Farmers braced for B48bn crop damage

Farmers braced for B48bn crop damage

Destructive drought blamed on El Niño

An Asian openbill prepares to land on a drought-stricken rice field in Ang Thong province. (Photo: Pattarapong Chatpattarasill)
An Asian openbill prepares to land on a drought-stricken rice field in Ang Thong province. (Photo: Pattarapong Chatpattarasill)

El Niño-induced drought is expected to cause 48 billion baht in damage to crop farming, especially rice, between this year and next, dealing a serious blow to Thai agriculture, says farm truck maker Siam Kubota Corporation (SKC).

Damage to paddies is estimated at 38 billion baht.

The company remains optimistic that water scarcity will be short term, from October this year to March 2024, said Phisanu Milintanuch, vice-president and general manager of SKC.

"The agricultural sector is going to face a new challenge after flooding is expected to end later this month," he said.

The Agriculture and Cooperatives Ministry earlier warned that Thailand would be hit by El Niño near the end of this year and advised farmers to grow drought-resistant crops.

SKC expects economic crop farming to decrease by 1.6% this year. But the 2023 outlook of the whole agricultural sector remains good, with its growth expected to increase by 1.5-2.5%, thanks to the government's measures to help farmers and ensure their supplies correspond with market demand, said the company.

The country's agricultural machinery market is expected to reach 50 billion baht in value this year, but it is likely to fall next year because of a mix of factors, ranging from El Niño to high household debt and interest rates, all of which will affect people's purchasing power.

SKC plans to increase its sales by letting farmers buy farm equipment more easily, extending the instalment period to eight years, up from 4-5 years normally, said Mr Phisanu.

The company sells tractors, rice harvesters, excavators and drones.

"Drone sales grew by up to 92% this year, compared with excavator sales with 15-16% growth," he said. "Farmers use drones because they reduce working time and can solve labour shortages."
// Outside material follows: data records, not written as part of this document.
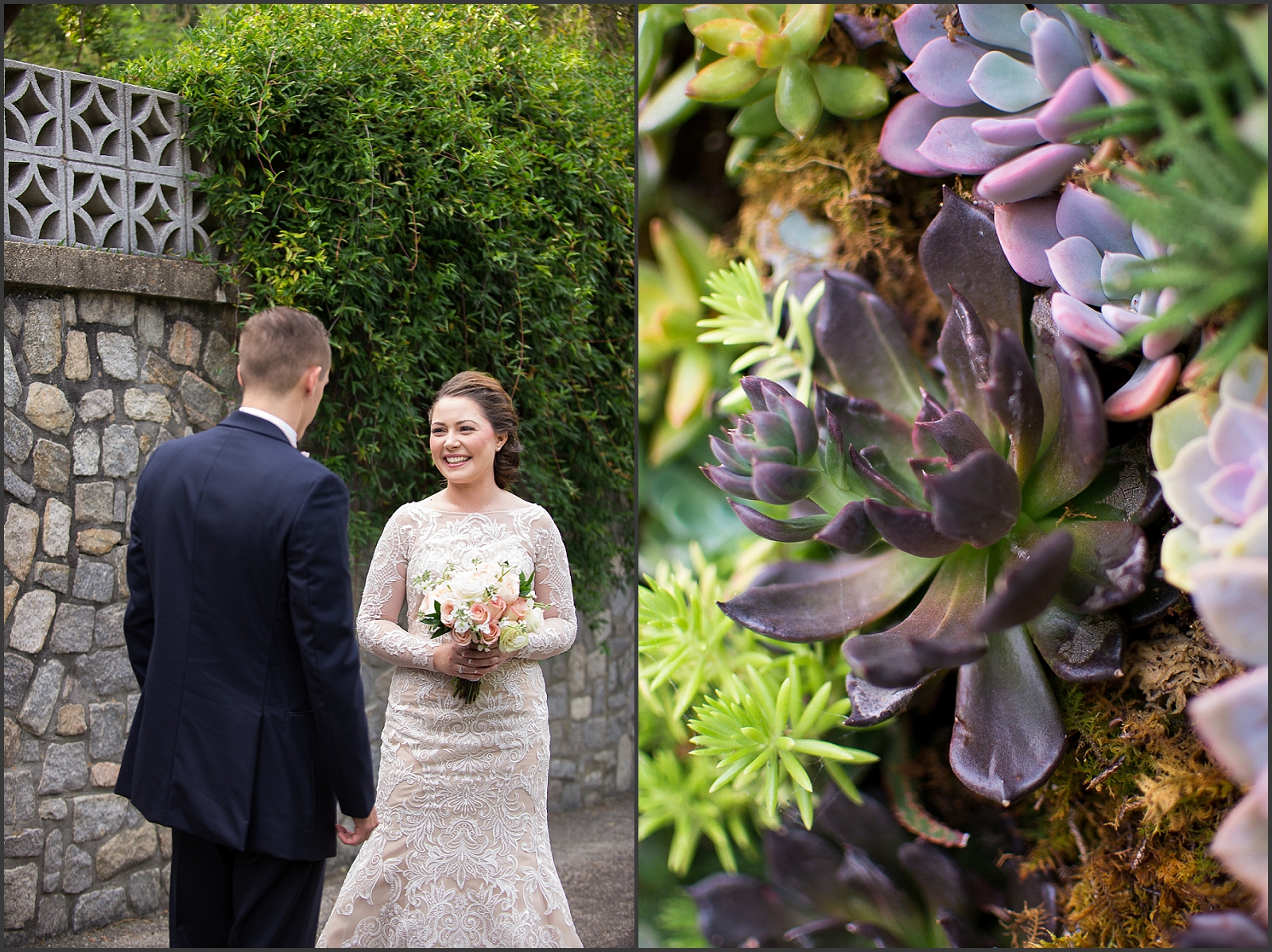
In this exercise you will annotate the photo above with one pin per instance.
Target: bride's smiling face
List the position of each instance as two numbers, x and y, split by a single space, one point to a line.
462 441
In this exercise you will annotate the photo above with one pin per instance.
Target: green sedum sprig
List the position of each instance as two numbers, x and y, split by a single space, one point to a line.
746 317
762 737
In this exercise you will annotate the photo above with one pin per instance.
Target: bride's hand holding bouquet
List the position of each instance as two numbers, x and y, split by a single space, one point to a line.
487 612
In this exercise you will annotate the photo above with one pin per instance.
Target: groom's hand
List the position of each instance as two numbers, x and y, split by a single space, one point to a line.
362 829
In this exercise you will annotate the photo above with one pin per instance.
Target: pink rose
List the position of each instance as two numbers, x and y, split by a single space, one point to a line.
448 613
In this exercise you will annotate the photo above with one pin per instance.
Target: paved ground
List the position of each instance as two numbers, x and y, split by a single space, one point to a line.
595 852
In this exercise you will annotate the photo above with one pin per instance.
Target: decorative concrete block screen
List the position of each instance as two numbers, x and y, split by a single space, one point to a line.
99 164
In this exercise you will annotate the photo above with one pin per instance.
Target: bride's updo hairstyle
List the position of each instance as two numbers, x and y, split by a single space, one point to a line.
487 393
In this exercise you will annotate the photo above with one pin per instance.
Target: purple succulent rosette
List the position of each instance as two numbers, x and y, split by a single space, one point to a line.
958 485
998 101
1081 246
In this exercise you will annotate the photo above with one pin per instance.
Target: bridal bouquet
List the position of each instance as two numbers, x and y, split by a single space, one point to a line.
483 604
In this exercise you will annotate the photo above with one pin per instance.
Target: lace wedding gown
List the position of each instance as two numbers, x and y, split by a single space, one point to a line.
461 858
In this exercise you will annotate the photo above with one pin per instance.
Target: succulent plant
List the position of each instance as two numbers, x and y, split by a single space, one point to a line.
983 497
677 373
1214 476
1079 243
1212 464
856 880
999 87
773 45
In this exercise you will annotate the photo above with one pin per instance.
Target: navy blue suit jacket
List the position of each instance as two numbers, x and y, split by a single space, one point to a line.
241 631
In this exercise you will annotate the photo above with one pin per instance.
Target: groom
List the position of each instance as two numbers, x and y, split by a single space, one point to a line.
239 628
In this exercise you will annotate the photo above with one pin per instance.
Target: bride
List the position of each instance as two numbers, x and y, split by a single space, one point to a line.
461 858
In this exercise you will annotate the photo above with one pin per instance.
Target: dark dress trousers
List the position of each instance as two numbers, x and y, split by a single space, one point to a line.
239 627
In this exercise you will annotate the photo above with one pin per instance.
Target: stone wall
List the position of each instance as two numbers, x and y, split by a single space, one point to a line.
106 358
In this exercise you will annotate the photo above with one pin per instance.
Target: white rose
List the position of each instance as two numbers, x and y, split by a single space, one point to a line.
513 637
467 586
509 587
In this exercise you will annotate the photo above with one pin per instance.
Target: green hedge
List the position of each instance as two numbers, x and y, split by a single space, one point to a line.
448 187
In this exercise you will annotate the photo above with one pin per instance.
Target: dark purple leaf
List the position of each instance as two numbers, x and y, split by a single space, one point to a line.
960 250
1014 397
875 936
939 877
851 530
957 434
1108 567
731 483
1076 453
1027 587
1224 930
977 501
875 481
1079 648
960 933
805 863
1032 174
868 825
909 530
754 451
780 530
938 633
953 144
760 390
1125 488
863 879
873 706
841 596
773 430
735 911
729 458
1159 598
1008 731
867 424
964 350
1026 231
932 409
941 627
1045 335
781 483
867 350
801 424
884 659
801 572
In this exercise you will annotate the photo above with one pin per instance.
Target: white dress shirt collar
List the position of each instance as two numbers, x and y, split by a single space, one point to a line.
288 430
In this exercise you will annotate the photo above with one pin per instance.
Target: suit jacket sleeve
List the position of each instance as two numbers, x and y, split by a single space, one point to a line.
322 615
139 618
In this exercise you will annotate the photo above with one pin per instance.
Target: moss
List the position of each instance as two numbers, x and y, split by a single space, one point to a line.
1125 822
878 212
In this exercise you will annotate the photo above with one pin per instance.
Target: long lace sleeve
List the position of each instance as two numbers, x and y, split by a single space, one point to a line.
551 586
378 629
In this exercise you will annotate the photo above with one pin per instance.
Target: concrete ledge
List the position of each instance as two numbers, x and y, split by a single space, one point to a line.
54 266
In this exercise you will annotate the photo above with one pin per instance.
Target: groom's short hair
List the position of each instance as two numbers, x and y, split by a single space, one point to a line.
279 345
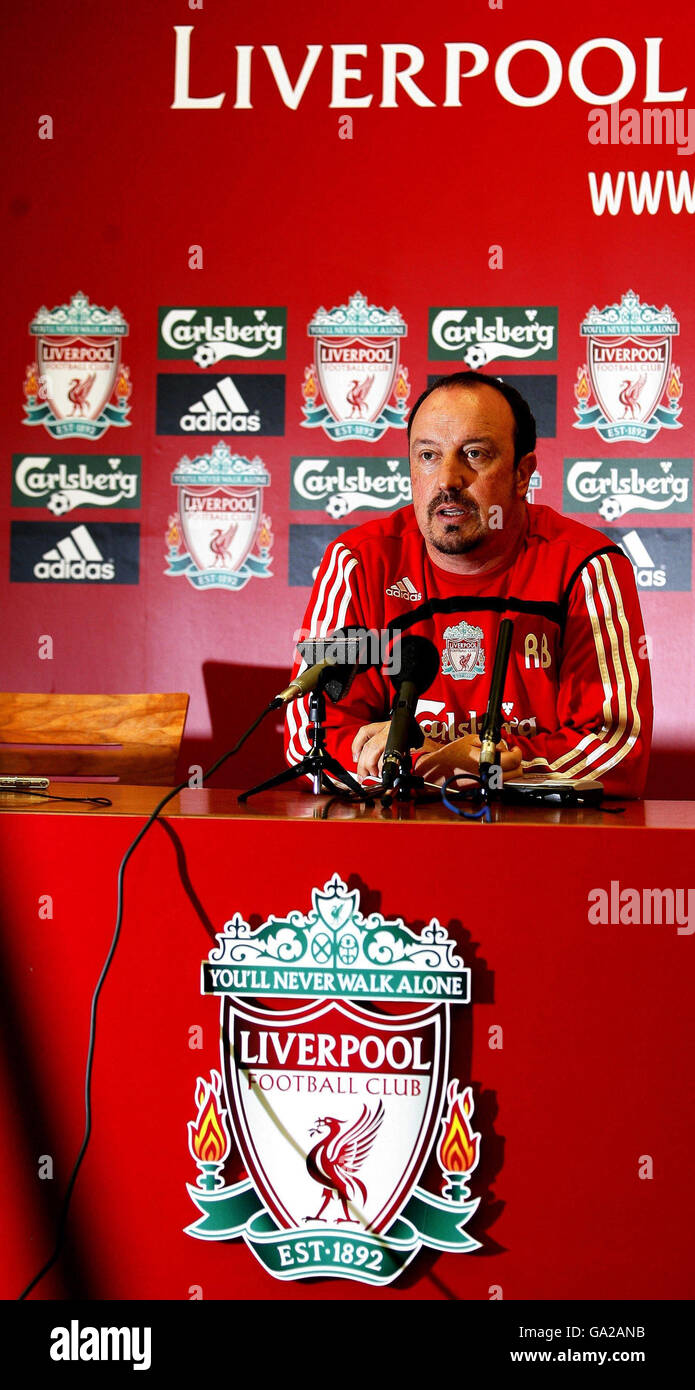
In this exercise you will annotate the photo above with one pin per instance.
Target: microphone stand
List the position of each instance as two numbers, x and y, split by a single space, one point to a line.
492 722
319 761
SKC expects its revenue in 2023 to be less than the target of 67 billion baht. Last year, the firm earned 63 billion baht.

"Our total sales have decreased both in Thailand and Asean, especially Laos, Cambodia and Myanmar, because of economic slowdown," said Mr Phisanu.

The firm expects its sales to improve in the last quarter because it is the harvesting season when farmers will receive revenue.

Up to 60% of SKC products are sold domestically, with the remaining 40% exported overseas, including to South America, Central America and Africa. Around half of the exports are sold in Asean.